Employees need to be knowledgeable about your vehicles (including current inventory) and your sales process. An effective way to start a relationship is by answering detailed questions through the buyer’s preferred channels. You’ll also want to audit your website. Easy to navigate vehicle detail pages (VDPs) and 360 walk-around videos are recommended, but an explanation of taxes and fees is essential. The more engaging information you can provide the better.
Of the Gen Zers surveyed, a majority were first-time buyers who found it more difficult to buy a car online than any other generation. The complexity of the process likely took them by surprise with a dizzying number of choices for accessories, service packages, finance options and insurance coverage. Successful dealerships can make these decisions simpler and easier by creating a seamless online to in-store process. Make sure your digital retailing tools are integrated with your CRM, so all the work a customer does online will flow directly into your store and into the hands of your salespeople.
Once a potential customer comes into the store, the people working the deal need to use the same desking calculations used on your website. Make sure the payment calculation on your digital retailing tool and in-store desking tool shows the same payment and deal points. This alignment is the foundation for trust and opens the opportunity for the customer and the salesperson to work through the details together. It should be the benchmark for everyone who walks into the showroom, but it’s a critical step for Gen Z buyers.
Nobody wants to get to the end of any deal and see that costs have risen in unexpected places. Posting a comprehensive list of fees on your website creates transparency and gives salespeople and BDC agents a way to educate customers on what to expect. Your experts’ information will often be compared with inaccurate information provided by calculators on marketplace sites. They should be prepared to explain why generic calculators are often off by hundreds of dollars, including the ‘why’ of dealership-specific fees and the ‘what’ of up-to-date tax information.
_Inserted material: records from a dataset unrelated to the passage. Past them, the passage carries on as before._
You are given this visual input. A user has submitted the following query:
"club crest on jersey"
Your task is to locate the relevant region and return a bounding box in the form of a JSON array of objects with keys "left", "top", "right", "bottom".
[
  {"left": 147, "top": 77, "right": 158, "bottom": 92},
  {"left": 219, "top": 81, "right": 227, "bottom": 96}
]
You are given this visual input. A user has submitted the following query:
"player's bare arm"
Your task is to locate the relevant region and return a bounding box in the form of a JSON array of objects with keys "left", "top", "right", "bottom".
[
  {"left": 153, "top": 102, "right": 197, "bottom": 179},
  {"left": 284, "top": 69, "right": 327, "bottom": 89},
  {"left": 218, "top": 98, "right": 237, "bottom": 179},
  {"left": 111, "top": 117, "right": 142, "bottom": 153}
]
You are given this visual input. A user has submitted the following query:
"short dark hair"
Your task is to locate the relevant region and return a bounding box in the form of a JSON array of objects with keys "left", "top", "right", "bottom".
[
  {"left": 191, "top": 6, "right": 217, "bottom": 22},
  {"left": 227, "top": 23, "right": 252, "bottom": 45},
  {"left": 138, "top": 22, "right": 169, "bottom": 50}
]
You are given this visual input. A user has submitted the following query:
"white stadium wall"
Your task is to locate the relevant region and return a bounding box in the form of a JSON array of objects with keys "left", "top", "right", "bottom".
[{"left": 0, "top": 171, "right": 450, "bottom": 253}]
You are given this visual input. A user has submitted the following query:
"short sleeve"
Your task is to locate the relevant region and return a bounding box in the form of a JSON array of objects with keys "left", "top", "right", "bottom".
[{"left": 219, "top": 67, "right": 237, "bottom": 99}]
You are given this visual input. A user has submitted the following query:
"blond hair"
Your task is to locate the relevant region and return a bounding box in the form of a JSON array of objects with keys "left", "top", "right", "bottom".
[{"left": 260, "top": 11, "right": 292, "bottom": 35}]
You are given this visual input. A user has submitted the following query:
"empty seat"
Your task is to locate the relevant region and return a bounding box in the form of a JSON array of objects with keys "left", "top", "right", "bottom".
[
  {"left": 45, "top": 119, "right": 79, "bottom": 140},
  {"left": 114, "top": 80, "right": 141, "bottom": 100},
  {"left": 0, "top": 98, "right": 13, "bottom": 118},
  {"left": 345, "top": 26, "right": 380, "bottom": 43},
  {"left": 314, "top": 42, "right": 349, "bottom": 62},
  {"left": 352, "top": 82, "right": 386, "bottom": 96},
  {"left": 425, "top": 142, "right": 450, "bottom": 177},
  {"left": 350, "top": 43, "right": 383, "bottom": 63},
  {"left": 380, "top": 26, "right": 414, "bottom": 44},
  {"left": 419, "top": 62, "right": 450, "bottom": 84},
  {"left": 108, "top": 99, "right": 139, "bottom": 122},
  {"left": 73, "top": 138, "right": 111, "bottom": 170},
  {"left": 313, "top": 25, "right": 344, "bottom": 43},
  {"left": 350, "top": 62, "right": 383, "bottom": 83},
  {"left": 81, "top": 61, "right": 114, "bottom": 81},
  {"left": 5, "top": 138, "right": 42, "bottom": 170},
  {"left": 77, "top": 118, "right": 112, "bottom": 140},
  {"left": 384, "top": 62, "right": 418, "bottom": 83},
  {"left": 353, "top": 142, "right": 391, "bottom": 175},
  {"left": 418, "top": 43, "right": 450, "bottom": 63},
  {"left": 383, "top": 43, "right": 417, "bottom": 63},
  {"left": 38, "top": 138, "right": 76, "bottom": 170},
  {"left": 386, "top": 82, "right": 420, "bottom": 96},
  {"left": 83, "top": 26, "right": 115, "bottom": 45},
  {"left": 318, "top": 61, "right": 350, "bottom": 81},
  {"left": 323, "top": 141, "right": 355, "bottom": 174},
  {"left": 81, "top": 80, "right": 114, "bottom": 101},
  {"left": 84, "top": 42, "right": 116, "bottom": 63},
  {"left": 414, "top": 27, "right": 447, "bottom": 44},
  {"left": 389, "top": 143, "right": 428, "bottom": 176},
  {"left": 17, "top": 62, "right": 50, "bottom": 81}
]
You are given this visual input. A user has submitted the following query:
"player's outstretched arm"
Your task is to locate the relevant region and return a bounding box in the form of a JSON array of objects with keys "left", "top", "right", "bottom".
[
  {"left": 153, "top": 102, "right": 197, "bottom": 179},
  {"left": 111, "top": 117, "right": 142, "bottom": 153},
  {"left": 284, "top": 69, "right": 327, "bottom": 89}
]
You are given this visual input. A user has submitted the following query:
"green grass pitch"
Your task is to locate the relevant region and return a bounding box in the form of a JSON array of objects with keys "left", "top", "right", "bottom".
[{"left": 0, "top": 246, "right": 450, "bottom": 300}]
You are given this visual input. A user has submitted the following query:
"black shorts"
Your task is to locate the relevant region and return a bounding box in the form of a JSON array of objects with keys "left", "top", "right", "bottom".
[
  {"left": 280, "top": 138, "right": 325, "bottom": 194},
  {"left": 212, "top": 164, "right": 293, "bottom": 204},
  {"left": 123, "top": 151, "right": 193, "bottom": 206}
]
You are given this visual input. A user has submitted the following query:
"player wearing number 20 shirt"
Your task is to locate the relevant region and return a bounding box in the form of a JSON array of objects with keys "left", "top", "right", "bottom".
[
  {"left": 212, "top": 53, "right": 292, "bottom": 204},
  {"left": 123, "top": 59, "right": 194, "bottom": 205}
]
During communications, your people will want to emphasize that your dealership’s website is really the best place to get accurate information in order to make the best decision possible. Remember: Gen Zers like to do research, and moving them off marketplace calculators and onto your site will provide them with clear and consistent numbers while eliminating outside noise.
Not much different than most customers, almost half of the Gen Zers surveyed cited waiting for a salesperson as the most frustrating part of their car-buying experience. Using technology more effectively can help cut extended wait times. Knowing what a customer has done online before they walk into the store is also helpful. When salespeople use your CRM mobile app instead of running back and forth to the desk, their customers won’t be left alone anxiously wondering what’s going on.
Another effective way to cut frustrating wait times is the one-person touchpoint model where a single salesperson handles the transaction from start to finish. If your dealership isn’t quite ready for this level of a change, look at your waterfall process and pinpoint areas where you can improve, especially when information needs to be transferred from one salesperson to another. Gen Z customers are time sensitive and won’t appreciate having to repeat relevant details whenever they’re faced with a new face.
Changing the Game
You can win sales and loyalty from Gen Zers if you listen and meet them where they are. They’re really good communicators who’ll tell you what they want. Making the right connections today with Gen Z buyers paves the way for long-term Sales and Service relationships and prepares you for when the next generation comes along.